Author CBR600RR Posted November 14, 2010 Author Posted November 14, 2010 Everyone deserves someone who wants them completely. And if he'd be potentially tempted to stray, that's even worse. I agree with you completely. This is why I have broken it off with her no matter how miserable it has made me.
Author CBR600RR Posted November 14, 2010 Author Posted November 14, 2010 I dont know if i believe you when you said you are in love with her... If my man didnt do it right for me,i would tell him what he needs to do and i would not give upon on him easily knowing that he fulfills every one of my emotional desires and everything else we share is so incredible.And if my man broke up with me saying we were just not sexually compatible,i would not buy into those bs because if he was truely in love with me and me him, we could always work something out.At least we should give it a try. Or maybe you just dont love her enough? I just haven't told her because her body is a sensitive subject. I really believe that people should accept the partner the way they are so I don't want to try to change her. In terms of her feelings for me. I know she enjoys it because she orgasms every time we have sex. I do to, but I think for men, it's more of a mechanical reaction.

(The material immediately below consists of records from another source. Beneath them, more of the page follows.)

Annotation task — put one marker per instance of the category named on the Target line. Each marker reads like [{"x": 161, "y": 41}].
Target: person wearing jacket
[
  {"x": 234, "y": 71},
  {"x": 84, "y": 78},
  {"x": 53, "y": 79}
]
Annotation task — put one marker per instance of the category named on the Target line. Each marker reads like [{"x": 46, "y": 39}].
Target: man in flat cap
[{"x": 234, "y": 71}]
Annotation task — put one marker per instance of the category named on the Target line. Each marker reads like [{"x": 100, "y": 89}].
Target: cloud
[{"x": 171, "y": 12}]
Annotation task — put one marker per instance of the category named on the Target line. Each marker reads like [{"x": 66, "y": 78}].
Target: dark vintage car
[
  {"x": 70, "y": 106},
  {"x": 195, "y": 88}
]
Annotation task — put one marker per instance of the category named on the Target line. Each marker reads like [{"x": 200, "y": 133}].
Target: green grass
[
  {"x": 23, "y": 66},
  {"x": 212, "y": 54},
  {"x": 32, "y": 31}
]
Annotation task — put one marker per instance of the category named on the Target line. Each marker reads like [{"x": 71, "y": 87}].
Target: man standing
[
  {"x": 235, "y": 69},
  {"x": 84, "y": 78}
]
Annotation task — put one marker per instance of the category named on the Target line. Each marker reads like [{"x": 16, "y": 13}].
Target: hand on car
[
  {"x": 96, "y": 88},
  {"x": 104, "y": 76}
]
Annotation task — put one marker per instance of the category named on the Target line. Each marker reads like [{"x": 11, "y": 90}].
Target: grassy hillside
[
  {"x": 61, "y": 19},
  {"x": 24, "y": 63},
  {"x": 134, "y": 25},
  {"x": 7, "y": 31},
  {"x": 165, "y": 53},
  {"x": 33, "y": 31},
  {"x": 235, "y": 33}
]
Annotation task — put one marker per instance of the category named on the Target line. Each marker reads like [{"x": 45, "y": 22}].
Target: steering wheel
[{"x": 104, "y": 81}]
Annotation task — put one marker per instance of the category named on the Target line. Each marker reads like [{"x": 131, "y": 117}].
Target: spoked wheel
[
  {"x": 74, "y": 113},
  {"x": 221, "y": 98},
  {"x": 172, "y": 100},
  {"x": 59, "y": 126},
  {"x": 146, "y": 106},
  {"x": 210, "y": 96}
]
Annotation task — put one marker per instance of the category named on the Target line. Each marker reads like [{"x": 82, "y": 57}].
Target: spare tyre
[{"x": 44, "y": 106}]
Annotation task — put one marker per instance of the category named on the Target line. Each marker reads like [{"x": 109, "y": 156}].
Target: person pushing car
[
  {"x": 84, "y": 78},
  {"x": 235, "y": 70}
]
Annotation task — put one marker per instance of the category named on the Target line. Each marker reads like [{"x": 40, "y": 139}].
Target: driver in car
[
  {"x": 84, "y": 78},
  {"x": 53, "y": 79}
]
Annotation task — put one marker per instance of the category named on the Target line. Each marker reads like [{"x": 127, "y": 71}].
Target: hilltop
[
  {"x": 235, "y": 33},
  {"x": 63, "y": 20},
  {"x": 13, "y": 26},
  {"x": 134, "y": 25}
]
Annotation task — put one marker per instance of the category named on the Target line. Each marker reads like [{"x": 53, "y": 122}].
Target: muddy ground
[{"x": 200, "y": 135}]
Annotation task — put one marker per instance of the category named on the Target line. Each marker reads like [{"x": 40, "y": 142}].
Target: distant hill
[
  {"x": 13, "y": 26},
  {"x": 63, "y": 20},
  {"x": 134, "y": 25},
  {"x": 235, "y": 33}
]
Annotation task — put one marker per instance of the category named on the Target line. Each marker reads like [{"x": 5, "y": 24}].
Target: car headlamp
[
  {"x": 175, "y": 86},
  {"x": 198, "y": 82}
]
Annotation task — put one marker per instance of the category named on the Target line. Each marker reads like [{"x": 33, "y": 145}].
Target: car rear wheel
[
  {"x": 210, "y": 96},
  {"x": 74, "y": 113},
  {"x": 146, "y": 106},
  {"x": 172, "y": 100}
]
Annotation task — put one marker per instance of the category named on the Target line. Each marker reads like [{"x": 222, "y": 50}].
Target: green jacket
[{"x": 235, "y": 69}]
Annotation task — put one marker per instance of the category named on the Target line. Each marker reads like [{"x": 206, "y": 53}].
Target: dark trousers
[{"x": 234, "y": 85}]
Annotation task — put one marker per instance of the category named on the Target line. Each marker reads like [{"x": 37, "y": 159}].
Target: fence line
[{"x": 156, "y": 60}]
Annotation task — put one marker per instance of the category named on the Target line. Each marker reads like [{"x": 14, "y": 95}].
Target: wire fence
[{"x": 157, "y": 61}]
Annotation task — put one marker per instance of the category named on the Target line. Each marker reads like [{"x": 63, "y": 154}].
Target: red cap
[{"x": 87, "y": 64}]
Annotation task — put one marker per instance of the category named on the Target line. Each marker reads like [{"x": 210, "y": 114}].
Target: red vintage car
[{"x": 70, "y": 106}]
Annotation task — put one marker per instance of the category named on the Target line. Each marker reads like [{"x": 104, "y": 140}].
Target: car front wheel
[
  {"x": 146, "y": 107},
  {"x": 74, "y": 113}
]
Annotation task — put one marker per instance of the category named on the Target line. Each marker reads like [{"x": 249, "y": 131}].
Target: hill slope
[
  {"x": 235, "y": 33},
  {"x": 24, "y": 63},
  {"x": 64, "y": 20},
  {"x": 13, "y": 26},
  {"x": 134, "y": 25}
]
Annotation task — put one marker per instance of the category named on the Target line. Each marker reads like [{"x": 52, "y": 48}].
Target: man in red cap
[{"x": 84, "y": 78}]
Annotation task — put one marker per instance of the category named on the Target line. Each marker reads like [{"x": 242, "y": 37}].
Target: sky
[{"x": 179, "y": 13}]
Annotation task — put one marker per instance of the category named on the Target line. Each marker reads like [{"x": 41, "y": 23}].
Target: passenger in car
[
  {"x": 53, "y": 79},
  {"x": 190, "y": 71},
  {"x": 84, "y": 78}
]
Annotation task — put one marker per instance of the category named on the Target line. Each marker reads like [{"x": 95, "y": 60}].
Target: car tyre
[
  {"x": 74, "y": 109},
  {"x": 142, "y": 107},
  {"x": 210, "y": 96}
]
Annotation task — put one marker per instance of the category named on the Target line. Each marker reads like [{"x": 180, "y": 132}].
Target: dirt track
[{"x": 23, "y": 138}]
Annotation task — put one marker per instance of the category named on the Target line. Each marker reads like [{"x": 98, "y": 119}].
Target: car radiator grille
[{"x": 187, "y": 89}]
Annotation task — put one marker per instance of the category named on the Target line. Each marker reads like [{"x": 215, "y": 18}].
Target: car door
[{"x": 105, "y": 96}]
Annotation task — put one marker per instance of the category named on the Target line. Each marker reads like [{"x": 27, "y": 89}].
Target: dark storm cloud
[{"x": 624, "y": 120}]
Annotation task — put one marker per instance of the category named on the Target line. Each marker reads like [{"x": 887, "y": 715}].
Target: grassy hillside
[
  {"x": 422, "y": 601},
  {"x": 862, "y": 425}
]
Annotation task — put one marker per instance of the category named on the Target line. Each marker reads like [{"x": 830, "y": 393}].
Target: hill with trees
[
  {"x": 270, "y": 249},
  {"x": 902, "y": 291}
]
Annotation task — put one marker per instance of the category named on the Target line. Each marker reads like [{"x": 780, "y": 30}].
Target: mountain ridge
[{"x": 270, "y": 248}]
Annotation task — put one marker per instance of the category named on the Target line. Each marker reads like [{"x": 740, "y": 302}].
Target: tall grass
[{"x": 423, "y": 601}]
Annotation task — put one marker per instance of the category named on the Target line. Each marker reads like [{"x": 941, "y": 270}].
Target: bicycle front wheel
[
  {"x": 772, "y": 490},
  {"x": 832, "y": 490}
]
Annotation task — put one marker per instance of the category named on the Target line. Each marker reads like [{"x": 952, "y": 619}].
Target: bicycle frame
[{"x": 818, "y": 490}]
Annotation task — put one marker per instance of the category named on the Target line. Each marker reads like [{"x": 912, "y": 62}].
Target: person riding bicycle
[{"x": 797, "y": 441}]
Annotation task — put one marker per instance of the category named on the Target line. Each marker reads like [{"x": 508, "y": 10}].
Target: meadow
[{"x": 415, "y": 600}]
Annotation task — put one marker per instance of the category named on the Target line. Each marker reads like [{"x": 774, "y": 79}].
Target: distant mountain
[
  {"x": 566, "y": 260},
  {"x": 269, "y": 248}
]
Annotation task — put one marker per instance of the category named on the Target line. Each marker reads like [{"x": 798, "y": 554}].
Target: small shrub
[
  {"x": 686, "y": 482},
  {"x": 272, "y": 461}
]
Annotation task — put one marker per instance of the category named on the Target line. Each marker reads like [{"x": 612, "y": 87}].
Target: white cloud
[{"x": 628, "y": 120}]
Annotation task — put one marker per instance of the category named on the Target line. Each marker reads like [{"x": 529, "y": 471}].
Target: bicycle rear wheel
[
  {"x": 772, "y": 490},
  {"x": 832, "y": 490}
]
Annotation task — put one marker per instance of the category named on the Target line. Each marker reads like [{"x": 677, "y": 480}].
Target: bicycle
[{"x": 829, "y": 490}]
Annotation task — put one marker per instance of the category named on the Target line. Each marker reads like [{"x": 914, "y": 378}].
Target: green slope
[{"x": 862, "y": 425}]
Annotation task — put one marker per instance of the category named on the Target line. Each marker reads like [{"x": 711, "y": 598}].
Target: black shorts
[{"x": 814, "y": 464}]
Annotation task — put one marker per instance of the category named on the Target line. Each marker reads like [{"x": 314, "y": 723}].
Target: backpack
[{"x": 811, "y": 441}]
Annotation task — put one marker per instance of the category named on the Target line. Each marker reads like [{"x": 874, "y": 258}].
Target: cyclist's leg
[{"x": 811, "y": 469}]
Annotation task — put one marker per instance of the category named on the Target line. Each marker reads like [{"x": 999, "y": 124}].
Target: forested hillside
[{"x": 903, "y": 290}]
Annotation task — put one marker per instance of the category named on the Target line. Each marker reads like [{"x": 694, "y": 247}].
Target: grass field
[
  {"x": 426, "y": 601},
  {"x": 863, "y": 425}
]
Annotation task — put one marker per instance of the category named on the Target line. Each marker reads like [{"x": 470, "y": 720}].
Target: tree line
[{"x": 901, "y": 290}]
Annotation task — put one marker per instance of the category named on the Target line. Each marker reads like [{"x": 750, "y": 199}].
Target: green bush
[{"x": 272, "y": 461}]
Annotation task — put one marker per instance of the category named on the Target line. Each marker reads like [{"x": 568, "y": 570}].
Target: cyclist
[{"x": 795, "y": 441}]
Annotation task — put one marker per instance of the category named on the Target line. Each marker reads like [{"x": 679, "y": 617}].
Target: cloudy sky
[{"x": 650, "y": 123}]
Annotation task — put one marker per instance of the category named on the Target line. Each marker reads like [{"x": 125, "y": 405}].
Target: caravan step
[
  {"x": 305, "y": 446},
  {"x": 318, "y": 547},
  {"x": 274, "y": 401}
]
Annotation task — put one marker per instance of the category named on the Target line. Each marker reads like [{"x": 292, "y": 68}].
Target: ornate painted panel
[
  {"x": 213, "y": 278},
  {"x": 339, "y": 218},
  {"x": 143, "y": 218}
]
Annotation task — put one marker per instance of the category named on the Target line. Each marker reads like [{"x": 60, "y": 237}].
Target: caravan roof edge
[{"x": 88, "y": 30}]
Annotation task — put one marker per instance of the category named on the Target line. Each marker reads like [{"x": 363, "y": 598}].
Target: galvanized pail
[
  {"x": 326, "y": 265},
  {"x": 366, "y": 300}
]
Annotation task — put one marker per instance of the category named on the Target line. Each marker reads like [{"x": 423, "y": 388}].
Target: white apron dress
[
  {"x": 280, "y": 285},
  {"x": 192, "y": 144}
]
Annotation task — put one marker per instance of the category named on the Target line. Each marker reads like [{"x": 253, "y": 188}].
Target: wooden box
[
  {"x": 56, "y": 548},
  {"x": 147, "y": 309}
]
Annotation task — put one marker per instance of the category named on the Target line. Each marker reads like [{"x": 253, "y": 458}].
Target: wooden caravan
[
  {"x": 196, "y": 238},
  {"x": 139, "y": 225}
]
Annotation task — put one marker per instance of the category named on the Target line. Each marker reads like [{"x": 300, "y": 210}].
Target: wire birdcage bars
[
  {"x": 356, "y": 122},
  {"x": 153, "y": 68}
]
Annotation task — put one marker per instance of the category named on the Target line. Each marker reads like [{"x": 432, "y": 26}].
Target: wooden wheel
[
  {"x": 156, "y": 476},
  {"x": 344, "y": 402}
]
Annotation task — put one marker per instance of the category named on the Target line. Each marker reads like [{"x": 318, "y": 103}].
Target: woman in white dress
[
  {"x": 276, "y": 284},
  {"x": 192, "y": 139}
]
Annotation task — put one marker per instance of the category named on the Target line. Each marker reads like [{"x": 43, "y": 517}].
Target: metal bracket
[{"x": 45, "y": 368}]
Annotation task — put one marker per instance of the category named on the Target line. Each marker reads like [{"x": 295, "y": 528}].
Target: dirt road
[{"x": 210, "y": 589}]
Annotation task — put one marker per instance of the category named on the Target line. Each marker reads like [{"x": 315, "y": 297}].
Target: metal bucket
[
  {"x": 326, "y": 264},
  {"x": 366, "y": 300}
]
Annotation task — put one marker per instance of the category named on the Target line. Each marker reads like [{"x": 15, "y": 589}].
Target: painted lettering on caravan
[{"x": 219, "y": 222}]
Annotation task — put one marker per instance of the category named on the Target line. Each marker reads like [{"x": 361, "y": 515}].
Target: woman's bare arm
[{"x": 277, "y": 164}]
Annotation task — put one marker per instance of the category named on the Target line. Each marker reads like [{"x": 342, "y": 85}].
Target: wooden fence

dreamingoftigers Posted November 14, 2010 Posted November 14, 2010 I just haven't told her because her body is a sensitive subject. I really believe that people should accept the partner the way they are so I don't want to try to change her. In terms of her feelings for me. I know she enjoys it because she orgasms every time we have sex. I do to, but I think for men, it's more of a mechanical reaction. Her orgasm is not a super-indicator of that. Sorry to say. If you are not attracted to her you should let her go and find someone that is attracted to her. I would not want to stay in a relationship where the other person is not attracted to me, very hard on your self-worth.